В 1535 году он утверждал, что вся его «праведность была не более чем зловонной клоакой». Что означает это признание? Бессмысленность стремления к спасению посредством праведной жизни, в результате которого духовная нищета обретает скрытую форму и оттого еще большую глубину, или горечь от сознания своей персональной греховности? В 1545 году, то есть задним числом, сам Лютер уверял, что он был святым монахом, «одним из лучших», таким, который неукоснительно соблюдает все предписанные правила и ограничения. Отталкиваясь от этого высказывания, традиционно представляют образ Лютера монастырской поры в этаком ореоле святости. Однако первые же его биографы-протестанты как-то совершенно упустили из виду, что речь в этих воспоминаниях шла об исключительно внешних проявлениях смирения. А что происходило в тот момент с его душой? Лютер ведь сам признавался, что все его существо пребывало во власти безудержного вожделения, столь всеобъемлющего, что он, ужаснувшись, поспешил распространить собственное состояние на весь род человеческий. Именно исходя из этой посылки он и воздвиг в дальнейшем фундамент своей теории: человек есть существо настолько порочное, что нет на свете силы, способной избавить его от порока.
Допустив, что главной причиной безнадежного отчаяния, терзавшего брата Мартина, было владевшее им вожделение, мы подходим к другому важному вопросу: имело ли оно реальное выражение или существовало лишь в потенции? Иными словами, приходилось ли ему упрекать себя в конкретных дурных поступках или же, охваченный высшим стремлением к совершенной чистоте, он в одном мысленном желании уже видел грех? В защиту первого предположения можно сослаться на несколько редких, но вполне определенных признаний, сделанных им гораздо позже. Так, в 1533 году, вспоминая свое монастырское прошлое, он писал: «Я не мог устоять ни перед одним искушением, диктуемым смертью или грехом». «Не мог устоять», очевидно, означает, что он поддавался злу. Опять-таки, поддавался в реальности или мысленно? Это не имеет значения, возразят многие, поскольку мысленно согрешивший уже грешен.

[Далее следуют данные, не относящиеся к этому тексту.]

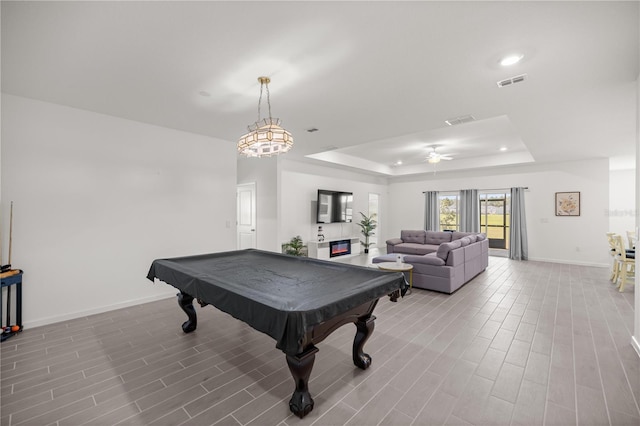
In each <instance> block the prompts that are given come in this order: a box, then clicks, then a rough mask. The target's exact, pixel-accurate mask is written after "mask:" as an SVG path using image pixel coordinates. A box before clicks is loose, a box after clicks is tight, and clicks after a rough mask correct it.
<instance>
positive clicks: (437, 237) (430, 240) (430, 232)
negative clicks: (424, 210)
mask: <svg viewBox="0 0 640 426" xmlns="http://www.w3.org/2000/svg"><path fill="white" fill-rule="evenodd" d="M451 235H453V232H438V231H427V232H426V236H425V243H426V244H433V245H436V246H437V245H440V244H442V243H448V242H450V241H451Z"/></svg>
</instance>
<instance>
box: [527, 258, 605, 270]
mask: <svg viewBox="0 0 640 426" xmlns="http://www.w3.org/2000/svg"><path fill="white" fill-rule="evenodd" d="M528 260H533V261H535V262H548V263H561V264H563V265H580V266H594V267H596V268H611V265H610V264H607V263H593V262H580V261H579V260H562V259H544V258H538V257H535V258H534V257H530V258H529V259H528Z"/></svg>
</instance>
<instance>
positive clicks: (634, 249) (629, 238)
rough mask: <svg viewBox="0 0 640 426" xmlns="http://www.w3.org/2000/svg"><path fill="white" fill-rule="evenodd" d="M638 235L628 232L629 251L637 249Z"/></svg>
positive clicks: (630, 231) (632, 232)
mask: <svg viewBox="0 0 640 426" xmlns="http://www.w3.org/2000/svg"><path fill="white" fill-rule="evenodd" d="M636 240H637V238H636V233H635V232H634V231H627V241H628V242H629V250H635V248H636Z"/></svg>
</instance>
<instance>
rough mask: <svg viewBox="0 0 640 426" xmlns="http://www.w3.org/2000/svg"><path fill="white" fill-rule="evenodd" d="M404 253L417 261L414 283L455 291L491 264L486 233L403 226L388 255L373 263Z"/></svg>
mask: <svg viewBox="0 0 640 426" xmlns="http://www.w3.org/2000/svg"><path fill="white" fill-rule="evenodd" d="M396 253H401V254H403V258H404V259H403V260H404V262H405V263H409V264H411V265H413V286H414V287H417V288H423V289H427V290H435V291H439V292H443V293H449V294H451V293H453V292H454V291H456V290H457V289H459V288H460V287H462V286H463V285H464V284H466V283H467V282H469V281H471V279H473V278H474V277H475V276H476V275H478V274H479V273H480V272H482V271H484V270H485V269H486V268H487V266H488V265H489V240H488V239H487V237H486V235H485V234H481V233H470V232H439V231H423V230H415V231H414V230H403V231H401V232H400V238H393V239H390V240H387V255H385V256H379V257H376V258H374V259H373V263H380V262H388V261H390V259H391V258H394V259H395V254H396Z"/></svg>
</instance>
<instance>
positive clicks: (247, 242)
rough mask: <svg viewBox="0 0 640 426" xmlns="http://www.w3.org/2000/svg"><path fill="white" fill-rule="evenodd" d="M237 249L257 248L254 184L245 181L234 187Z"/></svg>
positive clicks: (253, 183) (255, 201)
mask: <svg viewBox="0 0 640 426" xmlns="http://www.w3.org/2000/svg"><path fill="white" fill-rule="evenodd" d="M236 203H237V209H236V212H237V213H236V214H237V216H238V217H237V219H236V230H237V233H238V240H237V241H238V242H237V245H238V250H242V249H247V248H257V244H256V230H257V227H256V184H255V182H253V183H246V184H242V185H238V186H237V188H236Z"/></svg>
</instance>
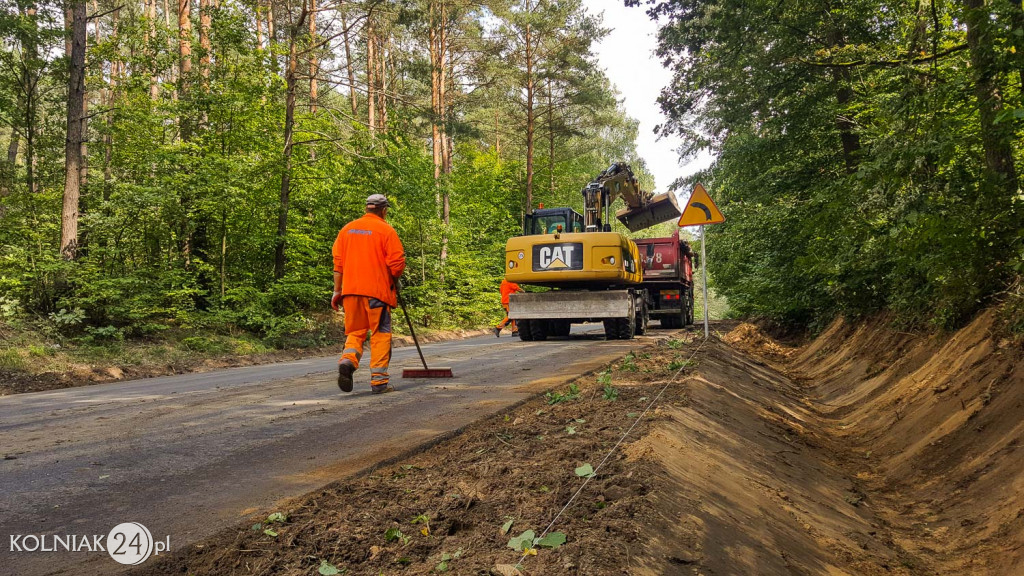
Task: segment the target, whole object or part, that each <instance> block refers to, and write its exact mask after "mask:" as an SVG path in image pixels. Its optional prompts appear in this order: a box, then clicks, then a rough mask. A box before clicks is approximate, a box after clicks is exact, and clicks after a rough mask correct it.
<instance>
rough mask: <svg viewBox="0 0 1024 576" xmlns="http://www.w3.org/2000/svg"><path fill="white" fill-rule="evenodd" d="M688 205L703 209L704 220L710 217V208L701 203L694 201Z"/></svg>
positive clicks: (708, 219) (696, 207)
mask: <svg viewBox="0 0 1024 576" xmlns="http://www.w3.org/2000/svg"><path fill="white" fill-rule="evenodd" d="M690 206H693V207H694V208H700V209H701V210H703V211H705V219H706V220H710V219H711V208H709V207H707V206H705V205H703V204H701V203H699V202H694V203H693V204H690Z"/></svg>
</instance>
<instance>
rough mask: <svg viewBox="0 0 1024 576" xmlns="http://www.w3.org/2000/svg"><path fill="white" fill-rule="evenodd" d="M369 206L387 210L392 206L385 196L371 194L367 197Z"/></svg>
mask: <svg viewBox="0 0 1024 576" xmlns="http://www.w3.org/2000/svg"><path fill="white" fill-rule="evenodd" d="M367 206H376V207H377V208H387V207H389V206H391V204H390V203H388V201H387V197H386V196H384V195H383V194H371V195H370V196H369V197H367Z"/></svg>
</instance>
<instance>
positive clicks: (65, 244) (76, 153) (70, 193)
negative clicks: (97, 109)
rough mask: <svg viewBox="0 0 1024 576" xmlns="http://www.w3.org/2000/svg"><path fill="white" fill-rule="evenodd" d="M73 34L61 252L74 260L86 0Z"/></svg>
mask: <svg viewBox="0 0 1024 576" xmlns="http://www.w3.org/2000/svg"><path fill="white" fill-rule="evenodd" d="M69 12H70V14H71V35H70V37H69V38H70V41H69V44H70V46H69V48H70V49H69V55H70V56H71V57H70V69H69V74H68V123H67V126H68V134H67V137H66V139H65V191H63V206H62V209H61V212H60V255H61V257H63V258H65V259H68V260H73V259H75V256H76V255H77V252H78V211H79V198H80V195H81V192H82V191H81V183H82V165H83V159H82V142H83V140H84V136H85V134H84V131H83V120H84V118H83V117H84V112H85V42H86V25H87V22H86V9H85V2H84V1H83V0H79V1H77V2H75V3H73V4H72V5H71V6H70V9H69Z"/></svg>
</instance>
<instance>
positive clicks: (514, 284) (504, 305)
mask: <svg viewBox="0 0 1024 576" xmlns="http://www.w3.org/2000/svg"><path fill="white" fill-rule="evenodd" d="M499 289H500V290H501V291H502V305H503V306H508V305H509V295H511V294H515V293H516V292H518V291H519V290H520V288H519V285H518V284H516V283H515V282H509V281H508V280H502V286H501V288H499Z"/></svg>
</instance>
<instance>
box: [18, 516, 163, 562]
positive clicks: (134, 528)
mask: <svg viewBox="0 0 1024 576" xmlns="http://www.w3.org/2000/svg"><path fill="white" fill-rule="evenodd" d="M170 549H171V537H170V536H167V537H166V538H165V539H163V540H154V539H153V534H151V533H150V530H148V529H147V528H146V527H144V526H142V525H141V524H139V523H137V522H124V523H121V524H119V525H117V526H115V527H114V530H111V532H110V534H108V535H106V536H102V535H92V536H89V535H84V534H66V535H59V534H16V535H14V534H12V535H11V536H10V551H12V552H37V553H38V552H106V553H109V554H111V558H113V559H114V560H116V561H118V562H119V563H121V564H127V565H130V566H135V565H139V564H142V563H143V562H145V561H146V560H148V559H150V557H151V556H160V554H161V553H164V552H167V551H168V550H170Z"/></svg>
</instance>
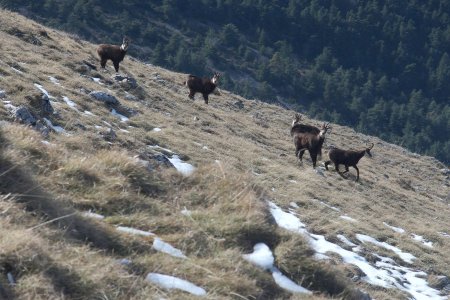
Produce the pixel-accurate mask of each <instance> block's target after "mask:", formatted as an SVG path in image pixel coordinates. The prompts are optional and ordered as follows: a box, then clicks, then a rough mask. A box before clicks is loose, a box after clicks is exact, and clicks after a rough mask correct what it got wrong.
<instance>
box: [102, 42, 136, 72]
mask: <svg viewBox="0 0 450 300" xmlns="http://www.w3.org/2000/svg"><path fill="white" fill-rule="evenodd" d="M129 44H130V40H129V39H128V38H127V37H124V38H123V42H122V45H120V46H118V45H109V44H101V45H99V46H98V48H97V53H98V56H99V57H100V65H101V66H102V68H103V69H104V68H105V67H106V62H107V61H108V60H109V59H110V60H111V61H112V62H113V64H114V69H116V73H118V72H119V63H120V62H121V61H122V60H123V58H124V57H125V54H127V50H128V46H129Z"/></svg>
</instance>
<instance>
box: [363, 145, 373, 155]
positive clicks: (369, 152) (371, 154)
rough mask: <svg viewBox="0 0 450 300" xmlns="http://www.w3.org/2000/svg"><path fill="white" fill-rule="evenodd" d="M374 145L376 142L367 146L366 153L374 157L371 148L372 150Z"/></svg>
mask: <svg viewBox="0 0 450 300" xmlns="http://www.w3.org/2000/svg"><path fill="white" fill-rule="evenodd" d="M373 146H374V143H371V144H370V146H369V147H367V148H366V150H365V152H364V155H367V156H369V157H372V153H370V150H372V148H373Z"/></svg>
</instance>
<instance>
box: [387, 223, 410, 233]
mask: <svg viewBox="0 0 450 300" xmlns="http://www.w3.org/2000/svg"><path fill="white" fill-rule="evenodd" d="M383 224H384V226H386V227H389V228H390V229H392V230H394V231H395V232H398V233H404V232H405V229H403V228H400V227H394V226H392V225H389V224H388V223H386V222H383Z"/></svg>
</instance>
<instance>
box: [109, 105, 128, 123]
mask: <svg viewBox="0 0 450 300" xmlns="http://www.w3.org/2000/svg"><path fill="white" fill-rule="evenodd" d="M111 114H112V115H113V116H116V117H118V118H119V119H120V122H122V123H125V122H128V121H129V120H130V119H128V118H127V117H125V116H124V115H121V114H119V113H118V112H117V111H116V110H115V109H114V108H113V109H111Z"/></svg>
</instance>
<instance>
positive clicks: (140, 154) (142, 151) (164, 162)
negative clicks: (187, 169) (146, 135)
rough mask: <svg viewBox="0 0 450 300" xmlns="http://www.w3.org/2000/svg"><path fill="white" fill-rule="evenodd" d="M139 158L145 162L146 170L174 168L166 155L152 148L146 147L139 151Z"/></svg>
mask: <svg viewBox="0 0 450 300" xmlns="http://www.w3.org/2000/svg"><path fill="white" fill-rule="evenodd" d="M139 159H140V160H142V161H145V162H146V165H145V166H146V168H147V170H148V171H153V170H155V169H161V168H174V166H173V165H172V163H171V162H170V161H169V159H168V158H167V156H166V155H164V154H163V153H161V152H158V151H155V150H152V149H148V148H147V149H144V150H142V151H140V154H139Z"/></svg>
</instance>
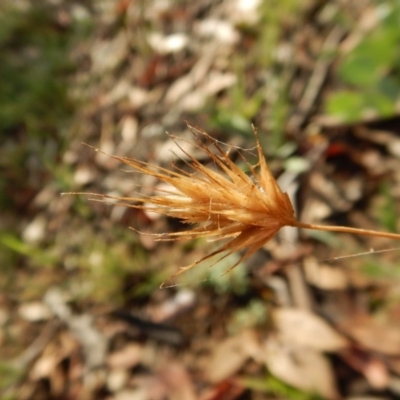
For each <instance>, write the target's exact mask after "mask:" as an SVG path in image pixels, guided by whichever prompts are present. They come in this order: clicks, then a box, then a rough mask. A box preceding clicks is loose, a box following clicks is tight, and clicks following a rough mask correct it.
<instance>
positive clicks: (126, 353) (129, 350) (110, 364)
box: [108, 343, 144, 369]
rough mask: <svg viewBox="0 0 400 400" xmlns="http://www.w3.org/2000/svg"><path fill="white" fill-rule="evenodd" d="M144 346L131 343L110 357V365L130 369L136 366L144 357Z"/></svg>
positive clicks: (126, 368)
mask: <svg viewBox="0 0 400 400" xmlns="http://www.w3.org/2000/svg"><path fill="white" fill-rule="evenodd" d="M143 351H144V348H143V346H141V345H139V344H137V343H131V344H129V345H127V346H125V347H124V348H122V349H121V350H119V351H117V352H114V353H112V354H111V355H110V356H109V357H108V366H109V367H110V368H116V369H128V368H132V367H134V366H136V365H137V364H138V363H139V362H140V361H141V359H142V355H143Z"/></svg>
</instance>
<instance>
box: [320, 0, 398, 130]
mask: <svg viewBox="0 0 400 400" xmlns="http://www.w3.org/2000/svg"><path fill="white" fill-rule="evenodd" d="M376 13H377V15H379V16H380V17H381V20H380V24H379V25H378V26H377V27H376V28H375V29H374V30H373V31H371V32H370V33H369V34H367V35H366V36H365V37H364V38H363V39H362V40H361V41H360V43H359V44H358V45H357V46H356V47H355V48H354V49H353V50H352V51H351V52H349V53H348V54H346V55H344V56H343V57H342V59H341V60H340V63H339V66H338V70H337V77H338V81H339V82H341V83H342V88H341V89H339V90H337V91H335V92H333V93H332V94H331V95H330V96H329V97H328V99H327V102H326V111H327V113H328V114H329V115H331V116H333V117H336V118H338V119H340V120H342V121H346V122H353V121H357V120H360V119H363V118H368V117H388V116H391V115H393V114H395V113H396V107H397V106H396V103H398V102H399V100H400V95H399V93H400V78H399V71H400V51H399V46H398V43H399V41H400V24H399V20H400V19H399V18H400V4H399V3H398V2H396V1H385V2H381V4H380V5H378V6H377V10H376Z"/></svg>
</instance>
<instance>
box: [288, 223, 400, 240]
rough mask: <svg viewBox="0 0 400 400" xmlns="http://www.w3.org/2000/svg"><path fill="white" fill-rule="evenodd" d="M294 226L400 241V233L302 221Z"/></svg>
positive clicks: (292, 225) (310, 228)
mask: <svg viewBox="0 0 400 400" xmlns="http://www.w3.org/2000/svg"><path fill="white" fill-rule="evenodd" d="M292 226H295V227H297V228H304V229H315V230H318V231H329V232H345V233H353V234H356V235H364V236H373V237H383V238H387V239H396V240H400V234H399V233H389V232H378V231H371V230H369V229H359V228H350V227H346V226H333V225H314V224H307V223H304V222H300V221H296V222H294V223H293V225H292Z"/></svg>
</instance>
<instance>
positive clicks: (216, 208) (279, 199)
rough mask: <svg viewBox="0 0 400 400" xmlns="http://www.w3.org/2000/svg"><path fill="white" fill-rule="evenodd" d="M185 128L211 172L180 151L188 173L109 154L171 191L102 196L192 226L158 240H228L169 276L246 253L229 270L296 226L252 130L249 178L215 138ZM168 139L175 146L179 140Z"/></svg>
mask: <svg viewBox="0 0 400 400" xmlns="http://www.w3.org/2000/svg"><path fill="white" fill-rule="evenodd" d="M188 128H189V129H190V131H191V132H192V134H193V136H194V138H195V143H194V144H195V146H196V147H197V148H198V149H200V150H201V151H203V152H204V153H205V154H206V155H207V156H208V157H209V158H210V159H211V160H212V161H213V163H214V164H215V165H216V167H217V168H216V170H213V169H210V168H208V167H206V166H204V165H203V164H202V163H200V162H199V161H198V160H197V159H196V158H194V157H193V156H191V155H190V154H188V153H186V152H185V151H184V150H183V149H182V148H181V147H180V149H181V151H182V152H183V153H185V155H186V156H187V158H188V161H185V162H186V164H188V166H189V167H190V169H191V171H190V172H187V171H184V170H182V169H179V168H177V167H174V169H172V170H169V169H166V168H162V167H159V166H155V165H151V164H148V163H146V162H143V161H138V160H132V159H129V158H125V157H118V156H113V157H114V158H115V159H117V160H119V161H121V162H123V163H125V164H127V165H129V166H130V167H132V168H133V169H134V170H136V171H138V172H141V173H143V174H147V175H152V176H154V177H156V178H157V179H159V180H160V181H162V182H165V183H167V184H169V185H171V186H172V187H173V188H174V190H171V191H169V190H163V191H161V194H159V195H154V196H150V197H148V196H146V197H131V198H130V197H129V198H127V197H112V196H104V197H108V198H110V197H112V198H113V199H116V200H119V201H120V202H122V204H123V205H125V206H128V207H133V208H140V209H144V210H147V211H151V212H156V213H159V214H163V215H167V216H169V217H173V218H179V219H180V220H182V221H183V222H184V223H188V224H195V225H196V226H195V227H194V228H193V229H190V230H187V231H184V232H172V233H168V234H160V235H155V236H156V239H158V240H166V239H167V240H171V239H172V240H179V239H195V238H203V237H205V238H209V239H213V240H223V239H227V241H226V242H225V243H224V244H223V245H222V246H221V247H219V248H218V249H217V250H215V251H214V252H212V253H211V254H208V255H207V256H205V257H203V258H201V259H200V260H197V261H195V262H194V263H192V264H190V265H188V266H186V267H183V268H181V269H180V270H179V272H178V273H177V274H175V275H174V276H176V275H179V274H180V273H182V272H183V271H185V270H188V269H190V268H192V267H194V266H195V265H197V264H199V263H200V262H202V261H204V260H206V259H208V258H210V257H212V256H214V255H217V254H220V253H226V254H225V255H224V256H223V257H221V259H222V258H225V257H227V256H228V255H230V254H232V253H233V252H236V251H239V250H243V249H246V251H245V252H244V254H243V255H242V257H241V258H240V260H239V261H238V262H237V263H236V264H235V265H233V266H232V267H231V269H232V268H234V267H235V266H236V265H237V264H238V263H240V262H241V261H243V260H244V259H246V258H247V257H249V256H250V255H252V254H253V253H254V252H256V251H257V250H258V249H259V248H260V247H262V246H263V245H264V244H265V243H266V242H267V241H268V240H270V239H271V238H272V237H273V236H274V235H275V234H276V233H277V232H278V231H279V229H280V228H282V227H283V226H285V225H294V224H295V223H296V222H295V217H294V211H293V207H292V204H291V202H290V200H289V197H288V195H287V194H286V193H282V192H281V190H280V188H279V186H278V184H277V183H276V180H275V179H274V177H273V175H272V173H271V171H270V169H269V168H268V166H267V163H266V160H265V158H264V155H263V152H262V149H261V145H260V142H259V139H258V135H257V131H256V130H254V133H255V137H256V141H257V153H258V163H257V164H256V165H250V164H248V165H249V167H250V171H251V176H248V175H247V174H246V173H244V172H243V171H242V170H241V169H240V168H238V167H237V166H236V165H235V163H234V162H233V161H232V160H231V159H230V158H229V155H228V153H229V151H228V152H225V151H224V150H223V149H222V148H221V146H220V145H219V142H218V141H217V140H215V139H213V138H212V137H211V136H209V135H208V134H207V133H206V132H204V131H203V130H201V129H199V128H197V127H194V126H192V125H189V124H188ZM173 139H174V141H175V143H176V144H177V145H178V147H179V143H178V141H179V140H180V139H179V138H177V137H173ZM202 139H203V140H202ZM246 162H247V161H246Z"/></svg>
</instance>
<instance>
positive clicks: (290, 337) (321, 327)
mask: <svg viewBox="0 0 400 400" xmlns="http://www.w3.org/2000/svg"><path fill="white" fill-rule="evenodd" d="M273 315H274V321H275V326H276V328H277V330H278V332H279V336H280V337H282V338H283V339H284V340H285V341H287V342H289V343H293V344H294V345H298V346H303V347H308V348H311V349H315V350H319V351H338V350H341V349H343V348H344V347H346V346H347V344H348V343H347V340H346V339H345V338H344V337H343V336H342V335H340V334H339V333H338V332H337V331H335V329H333V328H332V327H331V326H330V325H329V324H328V323H327V322H325V321H324V320H323V319H322V318H321V317H319V316H317V315H316V314H313V313H311V312H310V311H307V310H300V309H294V308H279V309H276V310H275V311H274V314H273Z"/></svg>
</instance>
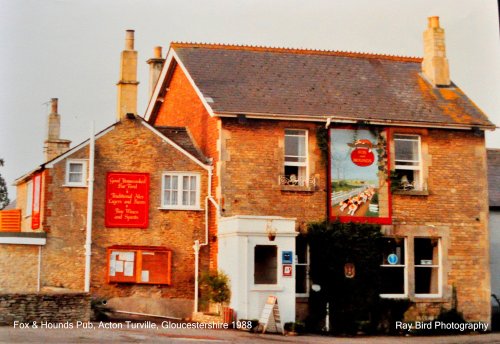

Однако нашего вопроса это не снимает. Человек с обостренным чувством совести воспринимает как грех малейшее движение мысли, мимолетное воспоминание, расплывчатый образ, непроизвольную дрожь возбуждения. Ряд высказываний Лютера о его понимании своей греховности относится к 1516 году, то есть ко времени, когда он еще не покинул лоно Церкви. «Каждый человек понимает, что пред Господом все мы обманщики, потому что каждый из нас обуреваем похотливыми желаниями». Грешник, поясняет он далее, нарушает законы Божьи уже потому, что «хотя бы в сердце своем вожделеет, значит, грешит». Корни греховности могут прятаться очень глубоко, и наш юный богослов призывает бороться не только с самим злом, но и с очагом зла, который гнездится в вожделении (как видим, он по-прежнему хранил верность своей излюбленной концепции героизма добродетели). Тот, кто не борется с этим злом в себе, оставляя в душе тлеть его очаг, и есть грешник. Пусть так, но ведь сам Лютер, если верить его высказываниям, только тем и занимался, что отчаянно боролся против своих порочных желаний. Значит, себя он не мог причислять к грешникам?